By Benjamin Chiou
Date: Wednesday 08 Oct 2025
(Sharecast News) - European stock markets moved slightly higher on Wednesday morning, pushing back into record territory despite data showing a big drop in German industrial production.
The pan-European Stoxx 600 was up 0.3% at 570.74 by 0932 CEST, with all major indices across the continent registering small gains.
The Stoxx 600, which hit a new record closing high of 570.45 on Friday, has been rangebound since the start of the week as investors scaled back their risk appetite amid a mounting political crisis in France.
President Emmanuel Macron is now facing calls to hold a snap election following the abrupt exit of newly appointed prime minister Sebastien Lecornu on Monday. Lecornu has now been tasked with holding talks with various parties in an attempt to form a new government, though the pressure is now mounting on Macron to resign in order to end the ongoing political gridlock.
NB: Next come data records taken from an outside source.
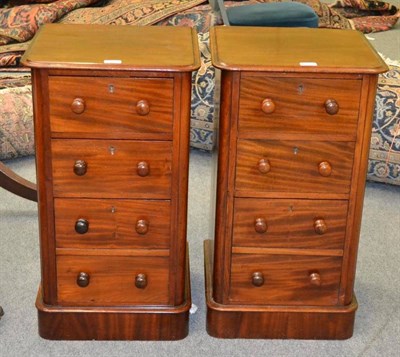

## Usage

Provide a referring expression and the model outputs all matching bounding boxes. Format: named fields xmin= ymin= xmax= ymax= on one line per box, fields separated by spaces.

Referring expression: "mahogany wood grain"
xmin=54 ymin=199 xmax=171 ymax=249
xmin=229 ymin=254 xmax=342 ymax=305
xmin=49 ymin=76 xmax=173 ymax=140
xmin=22 ymin=24 xmax=200 ymax=340
xmin=233 ymin=198 xmax=348 ymax=249
xmin=340 ymin=76 xmax=378 ymax=304
xmin=204 ymin=240 xmax=357 ymax=340
xmin=213 ymin=72 xmax=240 ymax=303
xmin=210 ymin=26 xmax=387 ymax=76
xmin=235 ymin=140 xmax=354 ymax=197
xmin=57 ymin=251 xmax=169 ymax=306
xmin=52 ymin=139 xmax=172 ymax=199
xmin=169 ymin=73 xmax=192 ymax=305
xmin=239 ymin=75 xmax=361 ymax=140
xmin=32 ymin=69 xmax=57 ymax=304
xmin=36 ymin=253 xmax=192 ymax=340
xmin=21 ymin=24 xmax=200 ymax=72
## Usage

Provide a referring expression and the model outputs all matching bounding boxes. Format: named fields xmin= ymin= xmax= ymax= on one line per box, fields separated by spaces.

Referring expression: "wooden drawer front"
xmin=51 ymin=139 xmax=172 ymax=198
xmin=236 ymin=140 xmax=354 ymax=197
xmin=239 ymin=77 xmax=361 ymax=138
xmin=57 ymin=255 xmax=169 ymax=306
xmin=229 ymin=254 xmax=342 ymax=305
xmin=233 ymin=198 xmax=347 ymax=250
xmin=49 ymin=77 xmax=173 ymax=139
xmin=54 ymin=199 xmax=171 ymax=249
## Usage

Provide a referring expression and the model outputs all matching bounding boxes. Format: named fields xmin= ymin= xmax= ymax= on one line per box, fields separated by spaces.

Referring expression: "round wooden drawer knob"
xmin=251 ymin=271 xmax=264 ymax=287
xmin=135 ymin=274 xmax=147 ymax=289
xmin=325 ymin=99 xmax=339 ymax=115
xmin=261 ymin=98 xmax=275 ymax=114
xmin=137 ymin=161 xmax=150 ymax=177
xmin=76 ymin=272 xmax=90 ymax=288
xmin=318 ymin=161 xmax=332 ymax=177
xmin=257 ymin=159 xmax=271 ymax=174
xmin=74 ymin=160 xmax=87 ymax=176
xmin=314 ymin=218 xmax=328 ymax=235
xmin=71 ymin=98 xmax=86 ymax=114
xmin=136 ymin=100 xmax=150 ymax=115
xmin=135 ymin=219 xmax=149 ymax=234
xmin=75 ymin=218 xmax=89 ymax=234
xmin=254 ymin=218 xmax=268 ymax=233
xmin=310 ymin=273 xmax=322 ymax=286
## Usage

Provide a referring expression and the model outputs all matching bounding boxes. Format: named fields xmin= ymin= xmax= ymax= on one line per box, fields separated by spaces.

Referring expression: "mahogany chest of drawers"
xmin=205 ymin=27 xmax=386 ymax=339
xmin=23 ymin=24 xmax=199 ymax=340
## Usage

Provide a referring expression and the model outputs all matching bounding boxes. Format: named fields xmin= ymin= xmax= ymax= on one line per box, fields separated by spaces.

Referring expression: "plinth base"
xmin=204 ymin=240 xmax=357 ymax=340
xmin=36 ymin=252 xmax=191 ymax=341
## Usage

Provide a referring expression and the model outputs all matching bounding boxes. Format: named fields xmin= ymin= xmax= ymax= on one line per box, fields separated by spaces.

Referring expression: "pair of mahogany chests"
xmin=23 ymin=24 xmax=386 ymax=340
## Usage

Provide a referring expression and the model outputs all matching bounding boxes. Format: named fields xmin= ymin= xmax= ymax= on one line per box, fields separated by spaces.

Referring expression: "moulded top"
xmin=210 ymin=26 xmax=388 ymax=73
xmin=21 ymin=24 xmax=200 ymax=72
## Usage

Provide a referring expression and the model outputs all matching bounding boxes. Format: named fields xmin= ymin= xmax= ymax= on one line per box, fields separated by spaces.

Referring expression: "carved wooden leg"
xmin=0 ymin=162 xmax=37 ymax=202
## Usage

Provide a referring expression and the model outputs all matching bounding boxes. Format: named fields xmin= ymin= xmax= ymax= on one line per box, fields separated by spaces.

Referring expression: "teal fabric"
xmin=226 ymin=2 xmax=318 ymax=27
"What began as a deadlock in France has morphed into a slow-motion leadership crisis. Prime Minister Lecornu's attempts at coalition salvage are unraveling, while Macron's former allies now speak of resignation gambits and 'obstinacy in clinging to power'," said Stephen Innes, managing partner at SPI Asset Management.
"This kind of domestic spectacle doesn't just weigh on approval ratings - it seeps into markets, undermining confidence in Europe's ability to hold its fiscal centre."
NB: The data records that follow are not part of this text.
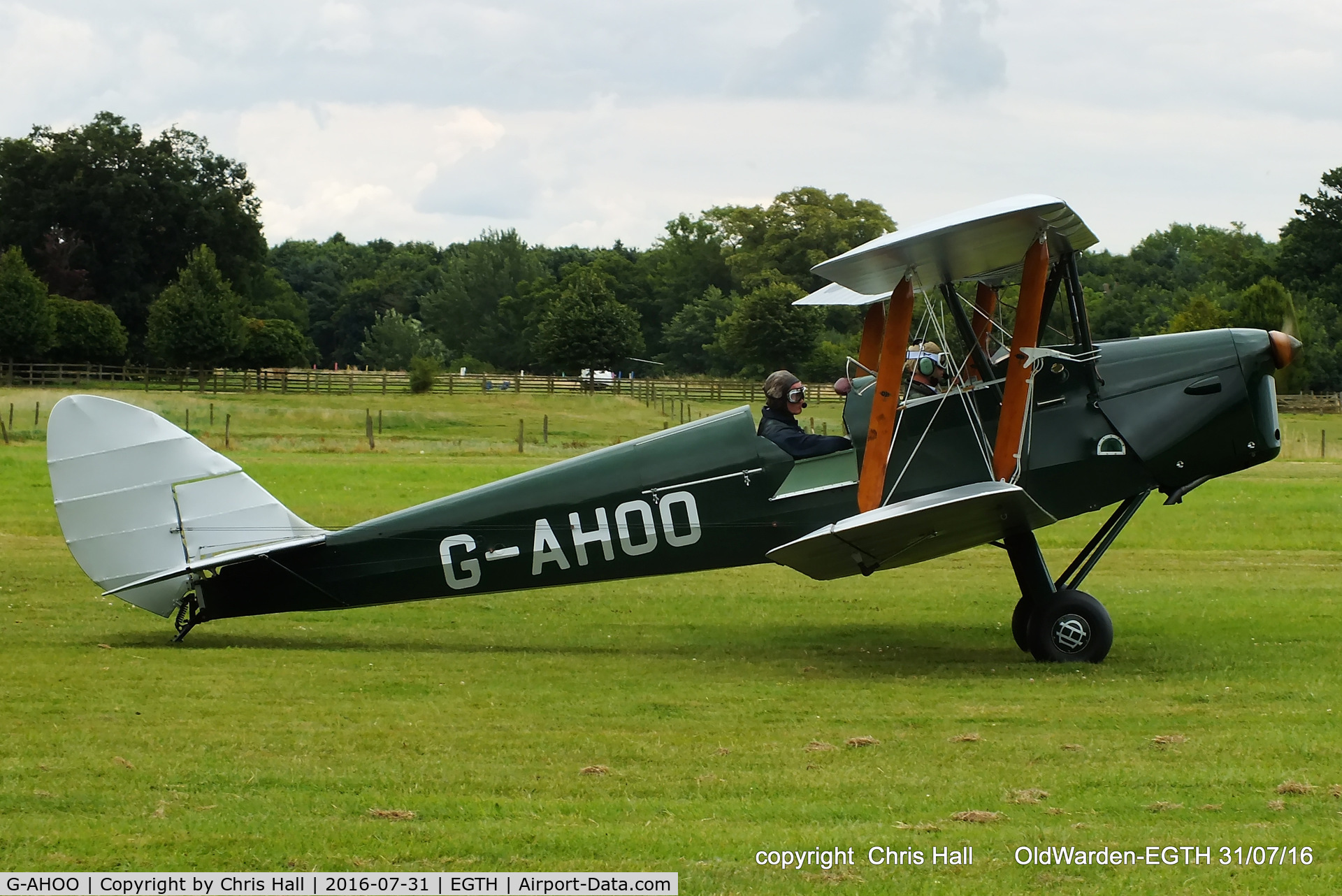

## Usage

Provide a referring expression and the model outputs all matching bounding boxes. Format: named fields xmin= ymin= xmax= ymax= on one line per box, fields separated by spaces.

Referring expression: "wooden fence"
xmin=0 ymin=363 xmax=1342 ymax=413
xmin=0 ymin=363 xmax=840 ymax=404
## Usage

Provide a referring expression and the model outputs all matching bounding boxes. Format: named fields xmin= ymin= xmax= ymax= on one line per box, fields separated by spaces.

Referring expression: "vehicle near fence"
xmin=47 ymin=196 xmax=1300 ymax=661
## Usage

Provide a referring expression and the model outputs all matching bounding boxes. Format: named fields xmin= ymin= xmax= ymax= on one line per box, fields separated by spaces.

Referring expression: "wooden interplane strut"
xmin=858 ymin=302 xmax=886 ymax=373
xmin=993 ymin=240 xmax=1048 ymax=482
xmin=858 ymin=276 xmax=914 ymax=511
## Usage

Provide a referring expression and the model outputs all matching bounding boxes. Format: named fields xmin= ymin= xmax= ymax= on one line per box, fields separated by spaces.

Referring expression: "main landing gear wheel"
xmin=1011 ymin=597 xmax=1034 ymax=653
xmin=1012 ymin=589 xmax=1114 ymax=663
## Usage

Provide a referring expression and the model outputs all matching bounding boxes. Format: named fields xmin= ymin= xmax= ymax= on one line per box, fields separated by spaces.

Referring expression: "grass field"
xmin=0 ymin=390 xmax=1342 ymax=893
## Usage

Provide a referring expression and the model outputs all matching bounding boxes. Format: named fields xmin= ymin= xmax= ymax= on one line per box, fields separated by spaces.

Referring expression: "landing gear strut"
xmin=1002 ymin=491 xmax=1150 ymax=663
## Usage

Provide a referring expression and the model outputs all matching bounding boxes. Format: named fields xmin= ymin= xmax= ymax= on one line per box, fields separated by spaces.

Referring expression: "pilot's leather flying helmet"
xmin=904 ymin=342 xmax=950 ymax=377
xmin=763 ymin=370 xmax=801 ymax=410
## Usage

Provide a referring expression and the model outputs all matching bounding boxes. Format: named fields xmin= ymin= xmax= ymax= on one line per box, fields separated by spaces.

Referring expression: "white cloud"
xmin=0 ymin=0 xmax=1342 ymax=250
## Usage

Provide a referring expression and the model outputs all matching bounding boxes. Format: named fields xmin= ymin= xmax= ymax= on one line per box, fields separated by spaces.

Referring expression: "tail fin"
xmin=47 ymin=396 xmax=325 ymax=616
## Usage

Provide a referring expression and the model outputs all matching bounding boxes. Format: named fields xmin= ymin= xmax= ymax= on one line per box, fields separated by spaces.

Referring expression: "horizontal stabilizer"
xmin=793 ymin=283 xmax=890 ymax=307
xmin=47 ymin=396 xmax=326 ymax=616
xmin=767 ymin=483 xmax=1058 ymax=579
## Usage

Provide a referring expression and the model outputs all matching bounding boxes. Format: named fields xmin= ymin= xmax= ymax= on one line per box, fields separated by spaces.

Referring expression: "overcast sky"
xmin=0 ymin=0 xmax=1342 ymax=251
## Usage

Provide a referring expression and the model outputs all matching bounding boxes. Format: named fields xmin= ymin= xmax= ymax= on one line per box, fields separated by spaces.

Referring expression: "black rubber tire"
xmin=1011 ymin=597 xmax=1034 ymax=653
xmin=1025 ymin=590 xmax=1114 ymax=663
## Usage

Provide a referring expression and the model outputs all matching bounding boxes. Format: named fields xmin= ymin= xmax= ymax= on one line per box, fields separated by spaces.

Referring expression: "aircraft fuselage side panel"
xmin=204 ymin=407 xmax=856 ymax=619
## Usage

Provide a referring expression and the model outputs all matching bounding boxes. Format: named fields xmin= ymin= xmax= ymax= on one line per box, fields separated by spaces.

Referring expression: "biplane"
xmin=47 ymin=196 xmax=1300 ymax=661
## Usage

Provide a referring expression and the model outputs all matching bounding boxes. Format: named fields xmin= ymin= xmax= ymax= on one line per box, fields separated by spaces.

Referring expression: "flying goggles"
xmin=904 ymin=349 xmax=950 ymax=375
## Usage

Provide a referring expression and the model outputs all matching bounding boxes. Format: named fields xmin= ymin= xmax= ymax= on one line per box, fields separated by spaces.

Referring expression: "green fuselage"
xmin=201 ymin=330 xmax=1280 ymax=620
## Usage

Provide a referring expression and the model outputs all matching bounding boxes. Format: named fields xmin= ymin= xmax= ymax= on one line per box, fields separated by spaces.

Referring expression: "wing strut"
xmin=858 ymin=302 xmax=886 ymax=373
xmin=988 ymin=236 xmax=1048 ymax=480
xmin=858 ymin=274 xmax=914 ymax=512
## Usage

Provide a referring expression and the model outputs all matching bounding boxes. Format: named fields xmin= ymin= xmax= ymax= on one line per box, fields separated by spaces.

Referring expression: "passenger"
xmin=904 ymin=342 xmax=946 ymax=398
xmin=760 ymin=370 xmax=852 ymax=460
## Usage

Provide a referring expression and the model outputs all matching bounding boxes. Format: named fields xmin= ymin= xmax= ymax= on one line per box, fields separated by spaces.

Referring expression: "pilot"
xmin=904 ymin=342 xmax=946 ymax=398
xmin=760 ymin=370 xmax=852 ymax=460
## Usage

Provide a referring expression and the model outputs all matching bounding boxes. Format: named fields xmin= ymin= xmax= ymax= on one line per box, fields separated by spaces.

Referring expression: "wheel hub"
xmin=1053 ymin=613 xmax=1091 ymax=653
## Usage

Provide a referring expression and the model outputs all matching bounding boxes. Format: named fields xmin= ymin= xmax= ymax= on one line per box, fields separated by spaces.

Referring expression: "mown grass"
xmin=0 ymin=391 xmax=1342 ymax=893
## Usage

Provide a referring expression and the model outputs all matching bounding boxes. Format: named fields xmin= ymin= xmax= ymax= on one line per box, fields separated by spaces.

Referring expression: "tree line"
xmin=0 ymin=113 xmax=1342 ymax=390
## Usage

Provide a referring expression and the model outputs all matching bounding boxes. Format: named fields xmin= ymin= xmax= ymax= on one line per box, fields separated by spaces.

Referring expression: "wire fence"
xmin=0 ymin=363 xmax=842 ymax=404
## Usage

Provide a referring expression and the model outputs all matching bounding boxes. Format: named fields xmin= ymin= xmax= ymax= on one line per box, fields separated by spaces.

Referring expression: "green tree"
xmin=1278 ymin=168 xmax=1342 ymax=307
xmin=1234 ymin=276 xmax=1295 ymax=330
xmin=797 ymin=333 xmax=862 ymax=382
xmin=0 ymin=113 xmax=266 ymax=352
xmin=537 ymin=267 xmax=644 ymax=375
xmin=659 ymin=286 xmax=735 ymax=374
xmin=636 ymin=215 xmax=735 ymax=354
xmin=47 ymin=295 xmax=126 ymax=363
xmin=0 ymin=245 xmax=51 ymax=361
xmin=419 ymin=231 xmax=546 ymax=370
xmin=359 ymin=304 xmax=447 ymax=370
xmin=239 ymin=318 xmax=317 ymax=369
xmin=1078 ymin=223 xmax=1276 ymax=340
xmin=705 ymin=187 xmax=895 ymax=292
xmin=718 ymin=280 xmax=823 ymax=377
xmin=1165 ymin=294 xmax=1231 ymax=333
xmin=145 ymin=245 xmax=247 ymax=378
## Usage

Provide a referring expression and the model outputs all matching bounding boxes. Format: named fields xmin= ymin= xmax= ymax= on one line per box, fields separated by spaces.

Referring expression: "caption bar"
xmin=0 ymin=871 xmax=680 ymax=896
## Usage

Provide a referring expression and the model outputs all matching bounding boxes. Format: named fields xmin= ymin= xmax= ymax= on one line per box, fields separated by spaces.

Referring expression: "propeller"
xmin=1267 ymin=296 xmax=1304 ymax=370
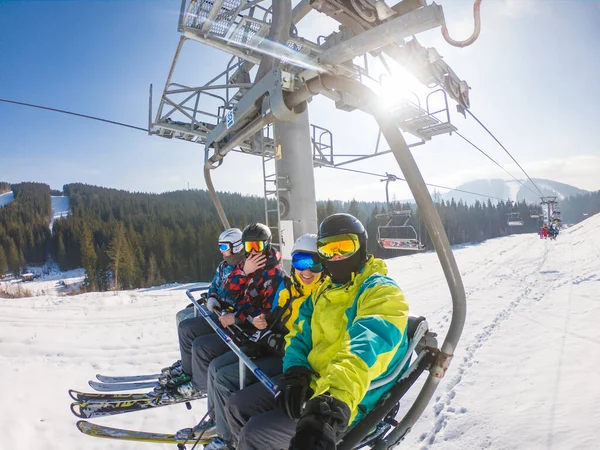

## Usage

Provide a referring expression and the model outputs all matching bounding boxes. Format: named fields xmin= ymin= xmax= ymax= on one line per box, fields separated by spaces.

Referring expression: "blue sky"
xmin=0 ymin=0 xmax=600 ymax=200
In economic data, German industrial output dropped 4.3% in August, erasing a revised 1.3% increase in July, according to Destatis on Wednesday. That was the sharpest monthly decrease since March 2022, and well under the consensus forecast of -1.0%. A sharp fall in output across the automotive industry, Germany's largest industrial branch, was largely to blame, with production down 18.5% from July - though partly due to a the combination of annual plant closures for holidays and production changeovers.
In equity news, London-listed motor finance lenders gained after the financial regulator ruled that they are to pay out £11bn in compensation to customers following a probe into "unfair" practices. The redress, which works out to an average £700 per customer, is lower than the £950 originally earmarked, lifting shares of Lloyds, Close Brothers and Barclays.
BMW was a heavy faller after the German auto giant cut its financial guidance for the year, blaming tariffs and weak sales in China.